How well does QUIC perform over networks with relatively high packet loss? It seems like Aspera (https://www.ibm.com/products/aspera) is the industry standard for high performance WAN transfers, but it's a proprietary protocol. I'm wondering if QUIC performs better than HTTP1/2 in this respect?

[bawolff]

That is the use case its targeting (relative to http/2)

[fulafel]

The drafts don't seem to mention that this use case would be at the forefront or better than with HTTP/2, got any pointers?

Generally high loss is not well tolerated by internet protocols, so high loss networking technologies tend to handle forward error correction and retransmissions in protocol layers below IP.

[atesti]

How does Aspera work?

How is it possible to be 1000x faster? Is it?

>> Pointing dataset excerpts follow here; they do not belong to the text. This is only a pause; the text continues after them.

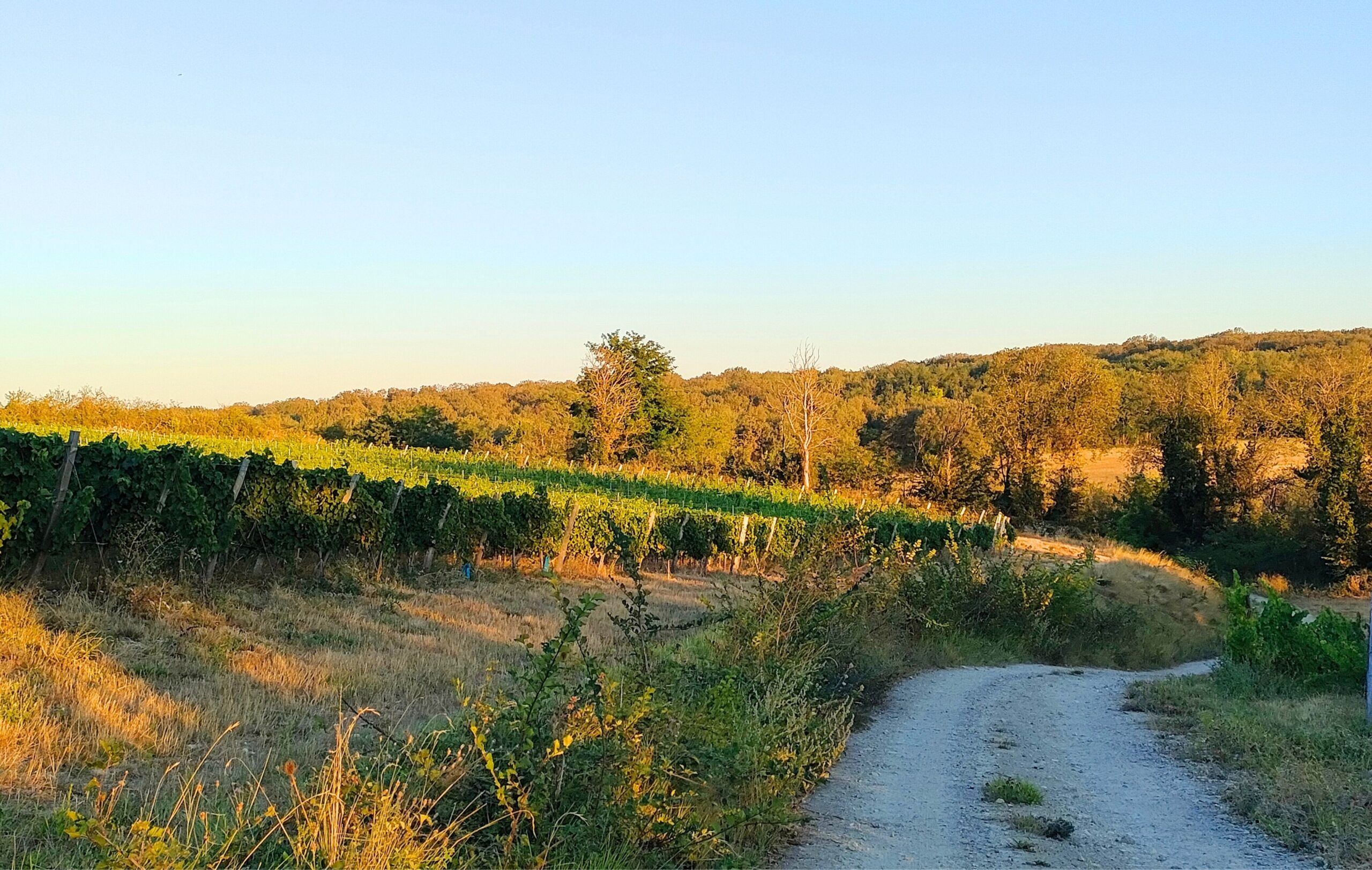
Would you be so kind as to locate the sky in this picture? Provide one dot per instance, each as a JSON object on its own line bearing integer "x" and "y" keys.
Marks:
{"x": 206, "y": 204}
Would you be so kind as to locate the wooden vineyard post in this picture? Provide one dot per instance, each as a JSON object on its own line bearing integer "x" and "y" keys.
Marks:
{"x": 762, "y": 560}
{"x": 743, "y": 534}
{"x": 390, "y": 518}
{"x": 238, "y": 488}
{"x": 442, "y": 518}
{"x": 567, "y": 538}
{"x": 167, "y": 486}
{"x": 648, "y": 536}
{"x": 58, "y": 500}
{"x": 677, "y": 545}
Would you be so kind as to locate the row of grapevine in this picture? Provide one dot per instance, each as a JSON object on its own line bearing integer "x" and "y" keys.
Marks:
{"x": 204, "y": 505}
{"x": 513, "y": 472}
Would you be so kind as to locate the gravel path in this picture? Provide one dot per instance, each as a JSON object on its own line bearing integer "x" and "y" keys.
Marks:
{"x": 907, "y": 792}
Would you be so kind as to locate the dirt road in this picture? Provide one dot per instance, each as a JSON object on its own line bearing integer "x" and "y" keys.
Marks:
{"x": 907, "y": 793}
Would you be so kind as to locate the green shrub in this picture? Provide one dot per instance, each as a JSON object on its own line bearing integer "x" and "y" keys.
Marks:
{"x": 1013, "y": 791}
{"x": 1049, "y": 610}
{"x": 1329, "y": 651}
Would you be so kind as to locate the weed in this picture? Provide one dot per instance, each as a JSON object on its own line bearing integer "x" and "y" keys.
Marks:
{"x": 1297, "y": 756}
{"x": 1053, "y": 829}
{"x": 1013, "y": 791}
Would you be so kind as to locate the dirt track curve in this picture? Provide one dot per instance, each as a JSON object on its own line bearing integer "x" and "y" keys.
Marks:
{"x": 907, "y": 793}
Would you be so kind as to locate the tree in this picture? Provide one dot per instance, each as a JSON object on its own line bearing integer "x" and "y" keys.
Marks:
{"x": 609, "y": 399}
{"x": 1209, "y": 478}
{"x": 807, "y": 407}
{"x": 1039, "y": 401}
{"x": 419, "y": 427}
{"x": 950, "y": 455}
{"x": 1337, "y": 470}
{"x": 662, "y": 411}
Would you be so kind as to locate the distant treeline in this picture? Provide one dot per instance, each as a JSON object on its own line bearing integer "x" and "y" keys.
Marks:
{"x": 957, "y": 430}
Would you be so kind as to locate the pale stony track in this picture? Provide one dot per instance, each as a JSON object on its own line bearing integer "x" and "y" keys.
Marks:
{"x": 907, "y": 792}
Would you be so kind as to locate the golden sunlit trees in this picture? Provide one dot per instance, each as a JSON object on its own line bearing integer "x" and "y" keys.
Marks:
{"x": 1039, "y": 401}
{"x": 609, "y": 397}
{"x": 807, "y": 407}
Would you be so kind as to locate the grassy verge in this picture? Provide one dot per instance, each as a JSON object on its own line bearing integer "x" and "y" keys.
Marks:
{"x": 613, "y": 741}
{"x": 1299, "y": 756}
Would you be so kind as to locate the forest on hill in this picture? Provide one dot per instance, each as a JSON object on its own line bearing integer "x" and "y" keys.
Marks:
{"x": 1003, "y": 429}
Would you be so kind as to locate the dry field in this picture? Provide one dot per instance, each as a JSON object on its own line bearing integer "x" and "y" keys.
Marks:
{"x": 1142, "y": 578}
{"x": 1110, "y": 466}
{"x": 154, "y": 676}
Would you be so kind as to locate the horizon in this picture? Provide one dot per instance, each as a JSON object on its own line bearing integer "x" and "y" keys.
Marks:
{"x": 231, "y": 204}
{"x": 707, "y": 374}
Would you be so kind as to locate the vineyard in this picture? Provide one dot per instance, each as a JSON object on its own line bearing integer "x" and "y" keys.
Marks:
{"x": 182, "y": 504}
{"x": 498, "y": 471}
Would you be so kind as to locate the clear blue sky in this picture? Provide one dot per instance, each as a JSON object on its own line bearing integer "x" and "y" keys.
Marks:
{"x": 251, "y": 201}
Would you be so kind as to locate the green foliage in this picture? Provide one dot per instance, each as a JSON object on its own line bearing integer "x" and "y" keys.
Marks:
{"x": 1278, "y": 641}
{"x": 1013, "y": 791}
{"x": 1342, "y": 497}
{"x": 1050, "y": 610}
{"x": 183, "y": 497}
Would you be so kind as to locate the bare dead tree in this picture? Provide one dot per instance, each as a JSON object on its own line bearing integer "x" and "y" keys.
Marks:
{"x": 807, "y": 407}
{"x": 613, "y": 395}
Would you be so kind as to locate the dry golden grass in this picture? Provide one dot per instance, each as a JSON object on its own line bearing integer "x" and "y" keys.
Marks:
{"x": 155, "y": 674}
{"x": 1186, "y": 603}
{"x": 64, "y": 700}
{"x": 1109, "y": 466}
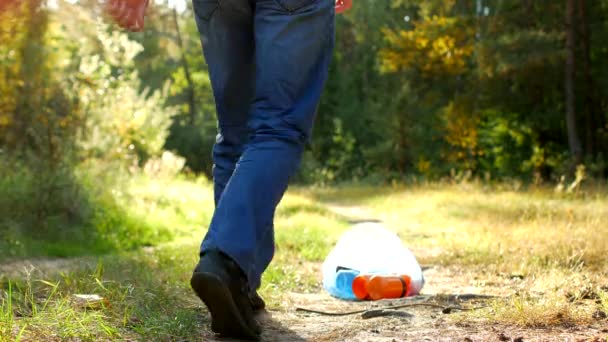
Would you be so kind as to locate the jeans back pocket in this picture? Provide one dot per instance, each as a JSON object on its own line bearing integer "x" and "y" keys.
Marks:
{"x": 204, "y": 9}
{"x": 294, "y": 5}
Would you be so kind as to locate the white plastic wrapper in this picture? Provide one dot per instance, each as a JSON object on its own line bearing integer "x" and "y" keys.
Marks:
{"x": 370, "y": 248}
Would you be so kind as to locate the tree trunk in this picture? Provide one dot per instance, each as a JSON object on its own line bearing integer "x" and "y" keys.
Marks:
{"x": 573, "y": 139}
{"x": 590, "y": 122}
{"x": 185, "y": 66}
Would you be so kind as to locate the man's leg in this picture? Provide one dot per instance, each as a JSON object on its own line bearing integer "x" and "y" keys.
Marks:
{"x": 293, "y": 45}
{"x": 228, "y": 45}
{"x": 226, "y": 28}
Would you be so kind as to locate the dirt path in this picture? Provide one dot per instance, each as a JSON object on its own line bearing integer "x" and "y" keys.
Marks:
{"x": 410, "y": 324}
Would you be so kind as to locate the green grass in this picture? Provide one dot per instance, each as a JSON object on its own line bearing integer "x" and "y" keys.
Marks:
{"x": 556, "y": 242}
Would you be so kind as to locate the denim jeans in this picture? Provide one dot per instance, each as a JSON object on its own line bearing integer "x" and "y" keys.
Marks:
{"x": 268, "y": 61}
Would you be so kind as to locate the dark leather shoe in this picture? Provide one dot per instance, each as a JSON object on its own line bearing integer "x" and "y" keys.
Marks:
{"x": 221, "y": 285}
{"x": 257, "y": 303}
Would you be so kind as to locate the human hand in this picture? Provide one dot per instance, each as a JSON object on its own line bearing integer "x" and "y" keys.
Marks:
{"x": 128, "y": 14}
{"x": 343, "y": 5}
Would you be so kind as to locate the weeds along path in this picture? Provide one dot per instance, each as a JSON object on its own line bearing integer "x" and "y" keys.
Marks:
{"x": 550, "y": 286}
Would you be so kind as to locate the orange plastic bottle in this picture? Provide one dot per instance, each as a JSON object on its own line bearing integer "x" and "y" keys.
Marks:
{"x": 381, "y": 286}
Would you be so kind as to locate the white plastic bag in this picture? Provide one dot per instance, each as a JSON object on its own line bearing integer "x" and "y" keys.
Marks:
{"x": 370, "y": 248}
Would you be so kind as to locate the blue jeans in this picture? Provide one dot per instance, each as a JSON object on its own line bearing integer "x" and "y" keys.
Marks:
{"x": 268, "y": 61}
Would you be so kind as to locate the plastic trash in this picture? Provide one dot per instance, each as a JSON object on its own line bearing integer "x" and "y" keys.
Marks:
{"x": 369, "y": 252}
{"x": 381, "y": 286}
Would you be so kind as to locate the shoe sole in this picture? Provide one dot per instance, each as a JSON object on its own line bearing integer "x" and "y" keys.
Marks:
{"x": 226, "y": 318}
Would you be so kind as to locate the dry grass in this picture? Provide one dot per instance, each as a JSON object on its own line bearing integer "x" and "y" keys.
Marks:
{"x": 543, "y": 253}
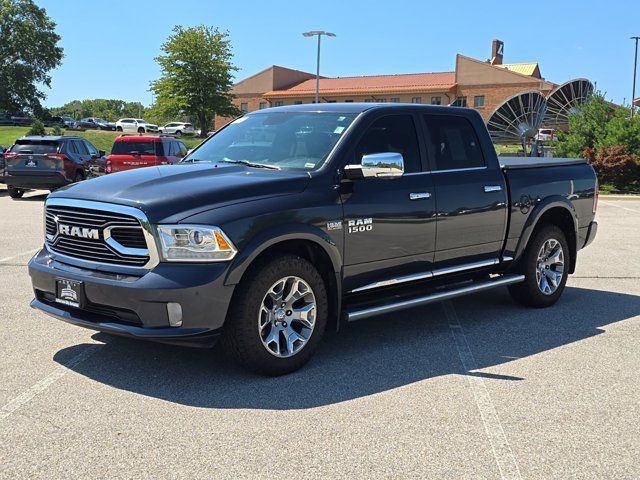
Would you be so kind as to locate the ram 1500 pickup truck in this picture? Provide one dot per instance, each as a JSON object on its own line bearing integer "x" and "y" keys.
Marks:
{"x": 296, "y": 219}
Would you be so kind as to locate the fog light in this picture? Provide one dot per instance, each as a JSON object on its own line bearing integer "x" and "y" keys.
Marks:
{"x": 174, "y": 310}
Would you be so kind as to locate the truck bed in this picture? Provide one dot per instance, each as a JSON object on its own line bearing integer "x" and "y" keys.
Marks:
{"x": 511, "y": 163}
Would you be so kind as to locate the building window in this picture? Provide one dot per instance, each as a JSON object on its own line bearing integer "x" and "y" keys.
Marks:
{"x": 460, "y": 102}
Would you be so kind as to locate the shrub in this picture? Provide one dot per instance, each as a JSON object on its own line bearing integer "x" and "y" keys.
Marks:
{"x": 37, "y": 128}
{"x": 614, "y": 164}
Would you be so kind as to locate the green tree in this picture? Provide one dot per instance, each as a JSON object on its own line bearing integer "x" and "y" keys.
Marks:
{"x": 37, "y": 128}
{"x": 196, "y": 76}
{"x": 586, "y": 127}
{"x": 28, "y": 52}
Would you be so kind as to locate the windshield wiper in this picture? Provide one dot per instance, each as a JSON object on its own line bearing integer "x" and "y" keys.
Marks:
{"x": 251, "y": 164}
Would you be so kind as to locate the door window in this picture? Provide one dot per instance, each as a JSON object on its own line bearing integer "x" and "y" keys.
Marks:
{"x": 393, "y": 133}
{"x": 454, "y": 142}
{"x": 92, "y": 150}
{"x": 82, "y": 150}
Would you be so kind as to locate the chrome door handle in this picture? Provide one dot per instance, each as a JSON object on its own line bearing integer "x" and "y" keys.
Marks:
{"x": 419, "y": 196}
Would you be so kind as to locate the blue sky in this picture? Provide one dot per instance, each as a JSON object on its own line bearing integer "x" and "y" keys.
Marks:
{"x": 110, "y": 45}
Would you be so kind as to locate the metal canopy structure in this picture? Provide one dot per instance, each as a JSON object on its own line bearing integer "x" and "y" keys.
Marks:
{"x": 518, "y": 118}
{"x": 565, "y": 100}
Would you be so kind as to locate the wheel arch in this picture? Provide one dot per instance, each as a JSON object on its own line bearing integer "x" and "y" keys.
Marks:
{"x": 552, "y": 211}
{"x": 318, "y": 249}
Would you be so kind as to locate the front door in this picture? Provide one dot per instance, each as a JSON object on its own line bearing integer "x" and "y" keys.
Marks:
{"x": 471, "y": 194}
{"x": 389, "y": 223}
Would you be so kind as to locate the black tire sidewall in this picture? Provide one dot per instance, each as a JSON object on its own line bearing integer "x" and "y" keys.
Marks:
{"x": 241, "y": 337}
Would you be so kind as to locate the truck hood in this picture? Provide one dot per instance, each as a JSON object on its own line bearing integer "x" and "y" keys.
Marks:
{"x": 173, "y": 192}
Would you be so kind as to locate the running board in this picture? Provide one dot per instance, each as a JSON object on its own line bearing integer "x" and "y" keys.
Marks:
{"x": 475, "y": 287}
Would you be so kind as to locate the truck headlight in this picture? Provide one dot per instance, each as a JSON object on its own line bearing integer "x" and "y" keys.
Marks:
{"x": 194, "y": 243}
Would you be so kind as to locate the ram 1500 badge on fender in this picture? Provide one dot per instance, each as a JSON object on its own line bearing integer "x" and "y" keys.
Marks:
{"x": 296, "y": 219}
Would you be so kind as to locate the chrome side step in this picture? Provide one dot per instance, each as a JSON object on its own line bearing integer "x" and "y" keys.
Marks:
{"x": 479, "y": 286}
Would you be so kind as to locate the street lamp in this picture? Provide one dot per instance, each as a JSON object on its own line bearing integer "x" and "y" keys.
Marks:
{"x": 635, "y": 67}
{"x": 319, "y": 34}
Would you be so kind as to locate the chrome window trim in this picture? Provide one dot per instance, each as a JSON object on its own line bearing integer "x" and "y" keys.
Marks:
{"x": 139, "y": 215}
{"x": 430, "y": 274}
{"x": 451, "y": 170}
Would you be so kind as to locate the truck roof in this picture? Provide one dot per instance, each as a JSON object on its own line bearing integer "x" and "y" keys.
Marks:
{"x": 354, "y": 107}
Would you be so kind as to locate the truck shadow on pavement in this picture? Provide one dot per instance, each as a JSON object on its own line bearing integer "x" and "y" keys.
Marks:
{"x": 365, "y": 358}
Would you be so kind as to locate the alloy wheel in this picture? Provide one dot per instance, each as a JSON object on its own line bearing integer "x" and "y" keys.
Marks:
{"x": 550, "y": 266}
{"x": 287, "y": 316}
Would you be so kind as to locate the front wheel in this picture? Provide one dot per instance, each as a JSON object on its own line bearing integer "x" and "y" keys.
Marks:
{"x": 277, "y": 317}
{"x": 546, "y": 268}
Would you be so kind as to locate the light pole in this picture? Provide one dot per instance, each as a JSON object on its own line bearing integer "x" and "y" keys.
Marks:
{"x": 319, "y": 34}
{"x": 635, "y": 67}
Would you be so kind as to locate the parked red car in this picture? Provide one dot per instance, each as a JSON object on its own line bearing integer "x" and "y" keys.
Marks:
{"x": 136, "y": 151}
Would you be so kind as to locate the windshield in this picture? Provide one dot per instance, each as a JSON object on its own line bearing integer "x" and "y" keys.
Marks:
{"x": 287, "y": 140}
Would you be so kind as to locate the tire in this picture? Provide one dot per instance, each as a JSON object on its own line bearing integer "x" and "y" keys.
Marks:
{"x": 15, "y": 192}
{"x": 545, "y": 281}
{"x": 256, "y": 337}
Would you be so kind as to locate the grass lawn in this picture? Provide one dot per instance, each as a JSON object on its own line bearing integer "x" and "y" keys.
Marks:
{"x": 102, "y": 140}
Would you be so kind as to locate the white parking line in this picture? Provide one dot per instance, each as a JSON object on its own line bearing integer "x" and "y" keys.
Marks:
{"x": 505, "y": 459}
{"x": 46, "y": 382}
{"x": 28, "y": 252}
{"x": 618, "y": 206}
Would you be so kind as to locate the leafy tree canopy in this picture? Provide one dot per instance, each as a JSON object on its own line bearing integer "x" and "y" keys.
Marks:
{"x": 196, "y": 76}
{"x": 28, "y": 52}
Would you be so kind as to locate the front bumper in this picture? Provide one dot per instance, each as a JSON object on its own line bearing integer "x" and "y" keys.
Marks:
{"x": 37, "y": 180}
{"x": 136, "y": 306}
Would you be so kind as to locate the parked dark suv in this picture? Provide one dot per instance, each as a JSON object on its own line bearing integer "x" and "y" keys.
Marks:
{"x": 50, "y": 162}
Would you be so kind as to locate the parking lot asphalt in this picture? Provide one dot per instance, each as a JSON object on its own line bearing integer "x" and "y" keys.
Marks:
{"x": 474, "y": 388}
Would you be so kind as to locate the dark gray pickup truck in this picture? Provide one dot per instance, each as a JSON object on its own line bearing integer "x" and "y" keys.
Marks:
{"x": 297, "y": 219}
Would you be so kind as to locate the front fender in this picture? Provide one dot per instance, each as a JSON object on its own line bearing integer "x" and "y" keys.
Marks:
{"x": 278, "y": 234}
{"x": 538, "y": 211}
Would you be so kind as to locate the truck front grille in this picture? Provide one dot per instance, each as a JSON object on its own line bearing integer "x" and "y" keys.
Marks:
{"x": 93, "y": 235}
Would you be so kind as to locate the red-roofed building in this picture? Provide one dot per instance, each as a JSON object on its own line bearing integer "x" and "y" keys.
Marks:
{"x": 478, "y": 84}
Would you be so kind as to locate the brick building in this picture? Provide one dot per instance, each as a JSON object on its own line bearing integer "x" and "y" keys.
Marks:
{"x": 482, "y": 85}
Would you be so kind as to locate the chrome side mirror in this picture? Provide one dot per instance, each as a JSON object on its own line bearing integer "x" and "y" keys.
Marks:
{"x": 374, "y": 165}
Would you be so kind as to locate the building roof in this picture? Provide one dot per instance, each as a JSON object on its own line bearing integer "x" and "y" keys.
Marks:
{"x": 522, "y": 68}
{"x": 402, "y": 83}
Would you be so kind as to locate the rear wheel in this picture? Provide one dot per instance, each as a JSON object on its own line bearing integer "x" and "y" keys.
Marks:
{"x": 546, "y": 268}
{"x": 15, "y": 192}
{"x": 277, "y": 317}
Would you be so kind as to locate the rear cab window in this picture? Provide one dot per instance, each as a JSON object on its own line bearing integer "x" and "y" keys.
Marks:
{"x": 453, "y": 143}
{"x": 35, "y": 147}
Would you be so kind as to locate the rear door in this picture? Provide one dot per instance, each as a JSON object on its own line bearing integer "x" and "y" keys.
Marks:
{"x": 389, "y": 223}
{"x": 471, "y": 194}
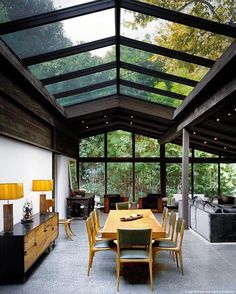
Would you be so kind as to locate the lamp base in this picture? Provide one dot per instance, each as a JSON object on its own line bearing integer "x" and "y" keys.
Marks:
{"x": 43, "y": 205}
{"x": 8, "y": 217}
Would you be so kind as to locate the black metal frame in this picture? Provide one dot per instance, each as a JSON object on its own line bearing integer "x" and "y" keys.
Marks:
{"x": 161, "y": 159}
{"x": 117, "y": 41}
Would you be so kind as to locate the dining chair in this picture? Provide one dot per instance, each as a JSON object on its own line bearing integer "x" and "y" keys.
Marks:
{"x": 122, "y": 205}
{"x": 99, "y": 227}
{"x": 50, "y": 203}
{"x": 164, "y": 217}
{"x": 96, "y": 232}
{"x": 94, "y": 245}
{"x": 171, "y": 227}
{"x": 174, "y": 246}
{"x": 134, "y": 245}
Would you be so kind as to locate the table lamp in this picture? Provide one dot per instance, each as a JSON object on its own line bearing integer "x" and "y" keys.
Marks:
{"x": 42, "y": 185}
{"x": 10, "y": 191}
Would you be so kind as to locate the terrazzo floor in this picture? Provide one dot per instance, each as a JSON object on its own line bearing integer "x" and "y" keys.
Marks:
{"x": 209, "y": 268}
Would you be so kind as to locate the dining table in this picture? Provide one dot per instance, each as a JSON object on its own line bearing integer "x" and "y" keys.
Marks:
{"x": 132, "y": 219}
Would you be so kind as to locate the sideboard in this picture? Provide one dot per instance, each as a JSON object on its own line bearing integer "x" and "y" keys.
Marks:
{"x": 20, "y": 249}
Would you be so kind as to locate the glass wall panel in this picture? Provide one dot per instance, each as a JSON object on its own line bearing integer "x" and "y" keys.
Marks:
{"x": 92, "y": 146}
{"x": 161, "y": 63}
{"x": 73, "y": 176}
{"x": 172, "y": 35}
{"x": 173, "y": 150}
{"x": 16, "y": 9}
{"x": 144, "y": 95}
{"x": 154, "y": 82}
{"x": 119, "y": 144}
{"x": 87, "y": 96}
{"x": 119, "y": 178}
{"x": 228, "y": 179}
{"x": 146, "y": 147}
{"x": 92, "y": 177}
{"x": 222, "y": 11}
{"x": 199, "y": 153}
{"x": 147, "y": 178}
{"x": 84, "y": 81}
{"x": 173, "y": 179}
{"x": 206, "y": 179}
{"x": 72, "y": 63}
{"x": 60, "y": 35}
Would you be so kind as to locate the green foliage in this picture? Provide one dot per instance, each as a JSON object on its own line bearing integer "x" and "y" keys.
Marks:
{"x": 92, "y": 146}
{"x": 147, "y": 174}
{"x": 119, "y": 144}
{"x": 187, "y": 39}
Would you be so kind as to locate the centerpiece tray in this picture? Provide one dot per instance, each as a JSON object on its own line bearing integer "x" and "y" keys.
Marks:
{"x": 131, "y": 217}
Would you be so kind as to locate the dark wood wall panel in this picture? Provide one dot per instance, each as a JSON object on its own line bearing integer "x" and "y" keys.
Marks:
{"x": 26, "y": 116}
{"x": 20, "y": 124}
{"x": 64, "y": 143}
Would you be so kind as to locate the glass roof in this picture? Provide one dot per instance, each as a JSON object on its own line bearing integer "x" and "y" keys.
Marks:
{"x": 80, "y": 82}
{"x": 88, "y": 96}
{"x": 17, "y": 9}
{"x": 74, "y": 62}
{"x": 154, "y": 82}
{"x": 161, "y": 63}
{"x": 60, "y": 35}
{"x": 136, "y": 70}
{"x": 222, "y": 11}
{"x": 172, "y": 35}
{"x": 148, "y": 96}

TCP works by slowing the data rate when data loss happens. On purpose, to be fair!

I think it's not that hard to write a program/protocl that blasts out a big file over UDP and just sends all the parts as packets, then waits for the receiver to assemble a big list of missing packets, send them back and have the sender blast out everything again at a high rate.

But this would be at the expense of all the other TCP connections.

Wasn't QUIC changed to be so called "TCP friendly", that means that it has the same back off behaviour as TCP so that if you are in a crowded hot spot every tcp stream has a fair chance?

(On the other site, google and some other companies have a huge initial TCP window size and try (or tried?) to send e.g. the whole google homepage with like 8 1500 byte packets at once, also trying to get a better ux than other, again on the expense of other TCP streams)

Looks like using Aspera is unfair and only works if a few people do it.

[eadan]

My understanding is that the protocol underlying Aspera (FASP) uses UDP for the main data transfer and a TCP connection for coordination. By using UDP for data transfer it's not restricted to the ACK ranges imposed by TCP which can hinder throughput on networks with relatively high packet loss. Its throughput is not necessarily achieved by being a "bad citizen" but by having full control over how and when it communicates lost packets.

Since QUIC is also over UDP, perhaps we now have more flexibility on ACK windows etc.

Btw. there are open protocols like Tsunami UDP (https://en.wikipedia.org/wiki/Tsunami_UDP_Protocol) that try to fill the same niche

[the8472]

My understanding is that window scaling and SACKs enable TCP to detect losses within large segments too. The only limitation is that most congestion controllers throttle back when detecting packet loss. Newer latency-based controllers don't suffer from that problem.

[eadan]

This is interesting. I haven't seen much in regard to comparing TCP+BBR to FASP other than a masters thesis which suggests FASP outperforms on transferring large files over long distances (which is exactly its intended purpose). But, I wonder if splitting a file over multiple QUIC connections and re-assembling at the other side would come closer to the performance of FASP? Could be a fun experiment, I might try it!

[the8472]

An optimal CC should have high utilization with a single stream¹ and behave fairly to other connections on the network. Measuring multiple streams misses the point of the exercise.

> other than a masters thesis which suggests FASP outperforms on transferring large files over long distances

I found that one too. I would take it with a grain of salt since it uses scp for data transfer (which has its own flow control and may be the limiting factor here) and doesn't list the values of some important tcp settings, e.g. tcp_wmem, which can be essential for transoceanic connections.

¹ ignoring the case where a single CPU core can't move bytes fast enough to saturate a link.

[the8472]

They are probably comparing their product to classic TCP congestion controllers running on long fat pipes with high packet loss. If you swap in BBR that advantage will probably shrink or vanish.